Although the pearl like the lining of the mollusk's shell is composed of carbonate of lime in series of thin waves lapping each other, each series constituting a plate or separable layer, there is a distinct difference in construction.

Whereas the lining is a series of horizontal layers, the pearl is made up of concentric layers, each addition enveloping those preceding it. These skins however are not always absolutely distinct and separate. Instead of being like a succession of globular skins, each completely covered by its successor, the growth is often spiral and the construction is as if the nucleus had been rolled one, two, or three complete revolutions in a continuous plate of nacre, and the spiral envelope then finally merged into another plate and the process repeated.

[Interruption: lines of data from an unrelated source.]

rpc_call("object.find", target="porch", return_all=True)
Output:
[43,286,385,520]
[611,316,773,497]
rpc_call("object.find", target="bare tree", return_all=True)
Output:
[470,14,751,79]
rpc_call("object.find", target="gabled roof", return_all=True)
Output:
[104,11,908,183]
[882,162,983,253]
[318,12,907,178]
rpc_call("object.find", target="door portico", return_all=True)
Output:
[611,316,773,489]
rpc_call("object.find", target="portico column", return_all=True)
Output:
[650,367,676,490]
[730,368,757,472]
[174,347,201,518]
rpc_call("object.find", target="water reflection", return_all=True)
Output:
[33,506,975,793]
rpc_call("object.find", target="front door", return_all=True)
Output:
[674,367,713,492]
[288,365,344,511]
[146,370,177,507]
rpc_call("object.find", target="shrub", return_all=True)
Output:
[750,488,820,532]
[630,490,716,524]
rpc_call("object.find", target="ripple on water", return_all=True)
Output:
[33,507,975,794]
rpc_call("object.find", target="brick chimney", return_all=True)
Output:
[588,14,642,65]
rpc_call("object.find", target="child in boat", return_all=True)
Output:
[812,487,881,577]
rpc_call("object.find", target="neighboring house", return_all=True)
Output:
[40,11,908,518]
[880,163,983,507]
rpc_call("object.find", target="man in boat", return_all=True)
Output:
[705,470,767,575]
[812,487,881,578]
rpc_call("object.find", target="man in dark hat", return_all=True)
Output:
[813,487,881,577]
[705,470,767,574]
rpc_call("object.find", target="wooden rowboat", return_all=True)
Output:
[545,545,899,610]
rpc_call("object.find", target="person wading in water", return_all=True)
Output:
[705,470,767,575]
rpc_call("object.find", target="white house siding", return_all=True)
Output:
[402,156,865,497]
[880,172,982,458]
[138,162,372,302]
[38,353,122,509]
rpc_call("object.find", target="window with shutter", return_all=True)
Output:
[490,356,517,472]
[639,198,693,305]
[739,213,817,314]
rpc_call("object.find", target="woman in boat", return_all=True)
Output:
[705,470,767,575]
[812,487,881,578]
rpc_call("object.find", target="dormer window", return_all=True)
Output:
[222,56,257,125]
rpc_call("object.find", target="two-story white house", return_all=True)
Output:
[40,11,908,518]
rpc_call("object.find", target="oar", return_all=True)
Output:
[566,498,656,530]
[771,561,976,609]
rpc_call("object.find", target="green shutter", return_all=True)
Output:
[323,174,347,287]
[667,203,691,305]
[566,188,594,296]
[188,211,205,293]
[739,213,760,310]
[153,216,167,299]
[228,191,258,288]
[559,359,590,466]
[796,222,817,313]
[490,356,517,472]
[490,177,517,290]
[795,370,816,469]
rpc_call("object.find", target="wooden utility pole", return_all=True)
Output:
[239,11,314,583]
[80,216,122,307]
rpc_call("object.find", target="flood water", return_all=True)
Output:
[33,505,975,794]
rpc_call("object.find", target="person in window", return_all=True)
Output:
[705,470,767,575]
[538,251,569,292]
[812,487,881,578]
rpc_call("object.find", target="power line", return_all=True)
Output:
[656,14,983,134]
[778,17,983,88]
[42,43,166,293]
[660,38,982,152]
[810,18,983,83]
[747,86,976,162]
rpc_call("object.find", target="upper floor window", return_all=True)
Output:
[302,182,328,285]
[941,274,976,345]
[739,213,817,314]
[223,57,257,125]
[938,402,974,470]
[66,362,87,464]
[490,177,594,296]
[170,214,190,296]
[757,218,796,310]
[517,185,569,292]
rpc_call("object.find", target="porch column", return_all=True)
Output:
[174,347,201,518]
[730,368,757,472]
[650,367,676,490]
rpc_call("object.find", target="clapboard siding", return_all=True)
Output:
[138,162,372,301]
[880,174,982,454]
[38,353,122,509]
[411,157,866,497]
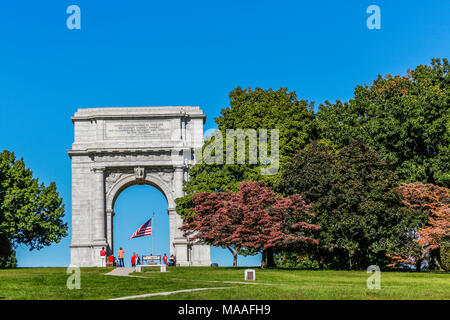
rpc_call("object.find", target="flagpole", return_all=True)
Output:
[152,212,155,255]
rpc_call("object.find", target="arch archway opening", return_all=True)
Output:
[111,183,171,266]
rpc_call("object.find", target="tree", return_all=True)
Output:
[317,59,450,188]
[393,182,450,271]
[279,140,409,269]
[176,87,316,217]
[0,151,67,261]
[181,192,245,267]
[182,181,319,268]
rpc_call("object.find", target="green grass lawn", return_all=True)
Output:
[0,267,450,300]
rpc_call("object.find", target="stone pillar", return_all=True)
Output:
[106,209,115,255]
[92,168,107,266]
[172,166,190,266]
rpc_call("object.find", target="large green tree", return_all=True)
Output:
[176,87,316,216]
[279,140,418,269]
[317,59,450,188]
[0,151,67,267]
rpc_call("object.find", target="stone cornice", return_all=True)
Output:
[71,106,206,123]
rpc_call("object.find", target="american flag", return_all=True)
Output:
[128,218,153,240]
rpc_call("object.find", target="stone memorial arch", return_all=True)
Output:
[68,107,211,267]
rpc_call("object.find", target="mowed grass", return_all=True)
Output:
[0,267,450,300]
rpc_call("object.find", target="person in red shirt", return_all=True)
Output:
[108,256,115,266]
[100,248,106,268]
[131,252,136,267]
[119,248,125,267]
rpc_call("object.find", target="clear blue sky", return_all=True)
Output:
[0,0,450,266]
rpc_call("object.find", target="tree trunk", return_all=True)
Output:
[348,251,353,270]
[227,247,239,268]
[261,250,267,269]
[267,247,275,268]
[416,258,422,272]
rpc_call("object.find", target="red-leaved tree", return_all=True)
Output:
[182,181,320,268]
[392,182,450,271]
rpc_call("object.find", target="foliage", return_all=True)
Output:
[183,181,319,267]
[279,140,410,269]
[0,151,67,266]
[176,87,316,217]
[394,182,450,271]
[317,59,450,188]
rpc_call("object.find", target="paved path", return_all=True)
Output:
[105,267,273,300]
[105,267,135,277]
[108,287,232,300]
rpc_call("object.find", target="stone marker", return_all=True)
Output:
[245,269,256,281]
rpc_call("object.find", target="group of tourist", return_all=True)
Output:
[100,248,176,267]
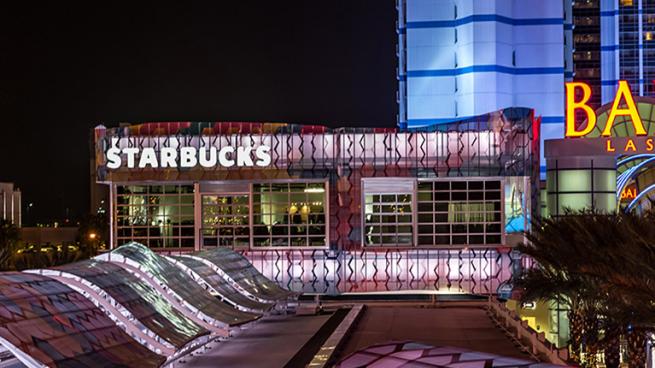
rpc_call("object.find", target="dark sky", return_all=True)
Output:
[0,0,397,222]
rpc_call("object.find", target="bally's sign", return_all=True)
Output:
[105,138,271,170]
[565,81,655,154]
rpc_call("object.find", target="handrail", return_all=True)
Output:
[307,304,365,368]
[487,296,569,365]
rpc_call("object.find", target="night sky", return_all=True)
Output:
[0,0,398,223]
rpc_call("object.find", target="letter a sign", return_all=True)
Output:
[566,80,646,137]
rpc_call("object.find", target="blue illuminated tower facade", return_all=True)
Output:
[598,0,655,103]
[397,0,570,172]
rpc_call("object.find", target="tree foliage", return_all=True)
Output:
[515,211,655,367]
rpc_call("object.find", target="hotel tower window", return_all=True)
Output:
[116,185,194,248]
[202,194,250,247]
[417,179,502,246]
[252,182,327,247]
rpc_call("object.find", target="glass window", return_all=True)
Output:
[116,185,194,248]
[201,194,250,247]
[364,193,414,246]
[417,179,503,246]
[252,182,327,247]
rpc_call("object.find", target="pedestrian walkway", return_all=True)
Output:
[340,306,529,359]
[176,315,330,368]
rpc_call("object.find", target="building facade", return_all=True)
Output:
[0,183,22,227]
[565,0,601,109]
[600,0,655,104]
[95,109,538,251]
[398,0,571,175]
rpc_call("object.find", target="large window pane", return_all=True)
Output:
[417,179,502,246]
[116,185,194,248]
[364,193,413,246]
[252,182,327,247]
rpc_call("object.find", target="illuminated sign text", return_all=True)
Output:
[105,138,271,169]
[565,81,646,138]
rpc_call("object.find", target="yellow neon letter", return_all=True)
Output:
[603,81,646,137]
[623,139,637,152]
[566,82,596,137]
[605,139,616,152]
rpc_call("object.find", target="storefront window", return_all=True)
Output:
[364,193,413,246]
[417,180,502,246]
[116,185,194,248]
[252,182,327,247]
[202,194,250,247]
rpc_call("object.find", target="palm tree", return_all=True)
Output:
[516,212,655,367]
[0,219,19,270]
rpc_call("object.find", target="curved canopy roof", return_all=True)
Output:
[55,260,209,348]
[110,242,261,326]
[0,272,165,367]
[194,247,296,301]
[172,257,273,311]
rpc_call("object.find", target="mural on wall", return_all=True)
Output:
[505,176,531,234]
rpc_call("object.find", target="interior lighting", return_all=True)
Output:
[305,188,325,193]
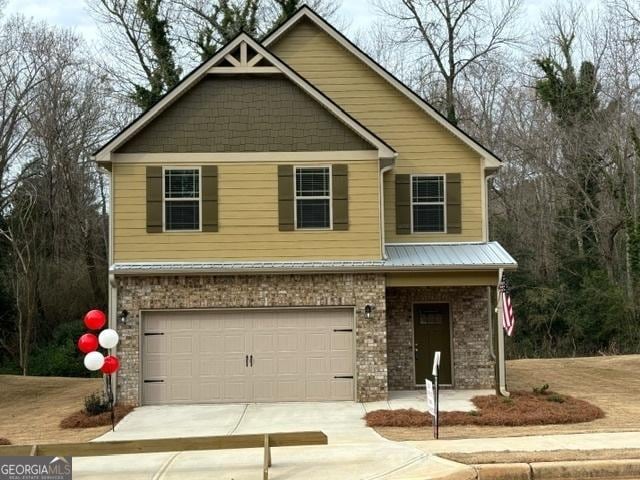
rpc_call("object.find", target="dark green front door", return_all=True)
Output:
[413,303,452,385]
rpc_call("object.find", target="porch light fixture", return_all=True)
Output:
[364,304,376,320]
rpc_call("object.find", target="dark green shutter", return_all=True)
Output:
[201,165,218,232]
[396,174,411,235]
[447,173,462,233]
[278,165,295,232]
[147,167,163,233]
[331,164,349,230]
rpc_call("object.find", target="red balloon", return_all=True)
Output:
[100,355,120,375]
[84,310,107,330]
[78,333,98,353]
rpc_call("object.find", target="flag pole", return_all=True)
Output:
[496,268,509,397]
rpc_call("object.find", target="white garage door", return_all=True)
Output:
[142,308,354,405]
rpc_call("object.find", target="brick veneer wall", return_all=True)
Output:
[387,287,495,390]
[117,274,387,405]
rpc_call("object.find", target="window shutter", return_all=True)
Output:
[396,174,411,235]
[331,164,349,230]
[147,167,163,233]
[278,165,295,232]
[447,173,462,233]
[200,165,218,232]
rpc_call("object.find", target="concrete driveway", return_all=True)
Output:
[73,402,470,480]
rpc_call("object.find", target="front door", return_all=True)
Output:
[413,303,452,385]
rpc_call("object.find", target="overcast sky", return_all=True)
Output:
[5,0,564,45]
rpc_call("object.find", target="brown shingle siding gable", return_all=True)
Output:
[118,75,374,153]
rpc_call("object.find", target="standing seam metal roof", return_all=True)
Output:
[111,242,518,275]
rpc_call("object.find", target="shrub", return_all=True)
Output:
[84,392,109,417]
[547,393,564,403]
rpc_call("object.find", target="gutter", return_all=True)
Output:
[378,157,398,260]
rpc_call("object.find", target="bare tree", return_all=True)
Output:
[377,0,522,123]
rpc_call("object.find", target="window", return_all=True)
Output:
[164,168,200,231]
[295,167,331,229]
[411,175,445,233]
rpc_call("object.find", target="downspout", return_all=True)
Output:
[104,163,120,404]
[484,171,509,397]
[496,268,509,397]
[378,158,398,260]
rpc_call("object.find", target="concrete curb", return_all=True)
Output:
[473,460,640,480]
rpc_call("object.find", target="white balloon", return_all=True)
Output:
[84,352,104,372]
[98,328,119,348]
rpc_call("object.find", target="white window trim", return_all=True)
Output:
[162,165,202,233]
[409,173,447,235]
[293,165,333,232]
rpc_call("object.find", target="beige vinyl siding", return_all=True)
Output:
[270,20,485,242]
[112,154,381,262]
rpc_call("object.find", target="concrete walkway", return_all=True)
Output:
[73,402,468,480]
[73,404,640,480]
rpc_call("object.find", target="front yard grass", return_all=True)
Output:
[376,355,640,441]
[364,391,604,427]
[438,448,640,465]
[0,375,110,445]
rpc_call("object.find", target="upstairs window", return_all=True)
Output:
[295,167,331,229]
[411,175,446,233]
[164,168,201,232]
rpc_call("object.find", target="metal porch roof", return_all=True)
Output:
[110,242,518,275]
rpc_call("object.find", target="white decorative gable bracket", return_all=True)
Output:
[207,41,281,74]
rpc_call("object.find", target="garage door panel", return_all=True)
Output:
[223,332,249,356]
[199,354,224,378]
[198,334,224,354]
[305,332,329,352]
[329,357,353,375]
[168,379,195,403]
[142,383,169,404]
[145,356,169,379]
[330,378,353,400]
[143,308,354,404]
[169,333,193,355]
[142,335,168,355]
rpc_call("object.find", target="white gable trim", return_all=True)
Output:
[93,33,397,162]
[262,5,502,168]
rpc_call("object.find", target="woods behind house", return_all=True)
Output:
[0,0,640,375]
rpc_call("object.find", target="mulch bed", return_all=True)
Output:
[60,405,133,428]
[364,391,604,427]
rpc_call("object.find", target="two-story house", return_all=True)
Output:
[95,7,516,404]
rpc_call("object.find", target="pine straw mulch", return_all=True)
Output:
[437,448,640,465]
[60,405,133,428]
[364,391,604,427]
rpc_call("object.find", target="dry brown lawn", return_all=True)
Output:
[0,375,108,445]
[376,355,640,440]
[438,448,640,465]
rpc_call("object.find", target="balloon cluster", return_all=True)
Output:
[78,310,120,375]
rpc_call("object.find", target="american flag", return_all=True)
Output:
[500,282,516,336]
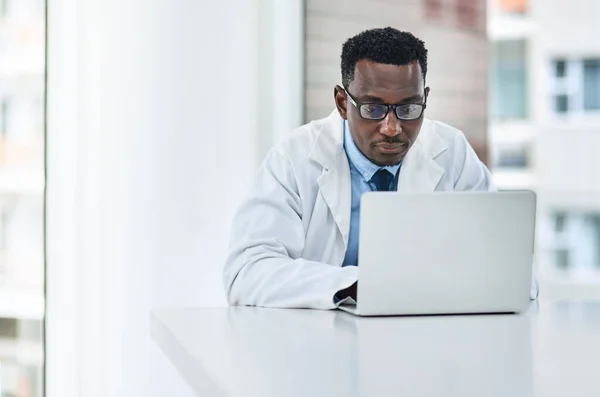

That which to a casual glance, therefore, appears to be six rings of nacre in a sectional cut, is in reality, several spirals of two or three turns each.

It is also noticeable that whereas the wave edges, with all their eccentricities, trend generally in one direction in the shell nacre, in the pearl, the lines twist and curl with a concentric tendency, as though the waves had been laid on by turning or rolling the pearl in the material of which it is composed.

A white pearl on being cut in half shows a number of faint dark rings one within the other, from the surface to the nucleus in the centre; usually these rings occur at almost regular intervals. Upon close examination under the microscope, it will be seen that the inner part of these intervals is white, and that the color gradually changes to a yellowish tint which deepens until it culminates in that which appears as a dark line against the succeeding outer formation, the material of which is also white in the beginning. Although this change of color is very slight, a section between two rings will often show three distinct bands; the inner white, the centre one faintly yellow and the outer one of a deeper tint. In some cases the dark concentric rings succeed each other very closely, in which case no abrupt changes of color between them are noticeable. The material occupying the space between the rings is the sectional appearance of the skin of pearl. Upon applying a weak acid to the surface of an entire section of a pearl, it effervesces, and the inner colorless parts of the bands are at once attacked. After several hours the white inner part of the skins will show depressions where the calcium carbonate has been dissolved, and the outer parts of the skins will be marked by coarse black rings of undissolved animal tissue, similar in appearance to the epidermis of the shell. Now as these skins are made up of many very thin waves of calcium carbonate lapping each other and set in animal tissue, it would appear, therefore, that in the beginning these waves of transparent calcium carbonate are set in animal tissue of extreme tenuity and that the proportion of animal tissue increases with the growth of the skin until it reaches a stage provocative of a new skin, which begins with purer layers of the smoother crystallized mineral like its predecessor, and identical with the nacre of the shell. If this be so, it would account for the various tints of color and degrees of luster in white pearls and for the fact that the outer skins of very lustrous pearls are usually very thin also. Similar conditions exist in colored pearls, though the presence of a pigment makes them less noticeable. The skins of the haliotis pearl, which separate easily, usually show remarkable luster on the inner surface.

Sometimes the nucleus is surrounded by a confused mass without apparent concentric markings, as though it had been enveloped in nacre which had solidified while stationary, or the first deposit shows the concentric skin arrangement at one segment of the circle only; followed by layers which appear in the depressions of the mass and are continued until they finally include the whole pearl. These layers are usually very thin, and the partial or segmentary layer formation is quite common in the early stages of the pearl's growth. At that period the concentric lines are also irregular, and in many cases where the curve is true, they extend about one quarter of the circumference only, another concentric skin being lapped on the ends, as though the globular skin had been formed in sections.

As before stated, it often happens that the skin division lines are spiral, as though the nucleus had been rolled one way in the nacreous material. In all cases the first deposits of a skin, that is the first of the nacreous waves of which a skin is composed, appear to be most transparent and lustrous. The component waves of nacre then gradually become more impregnated with animal tissue until they apparently reach a stage which induces either a rest on the part of the fish, to gather nacreous material, or a new deposit of less impure nacre, to protect itself from the increasing impurity of the pearl's skin.

The skins undoubtedly mark certain stages in the formation of the pearl, though the skin and the nacreous waves of which it is composed are often confounded. In the skinning of pearls an entire skin is seldom peeled off. The surface is scraped, a number of the component waves being taken off, until the luster is improved and it is then supposed that the entire outer skin has been removed. A close examination however, will show, by breakages in the surface of the waves, that the under skin with its peculiar and systematic arrangement of surface wave edges, has not been reached.

A sectional view as seen in a half pearl would lead one to infer that a free pearl in the beginning lies stationary in the oyster; is turned or partially rolled as it grows larger; and finally, on attaining about a one grain size, is kept in constant motion with a concentric rolling in the nacreous exudations of the mantle which are deposited upon it.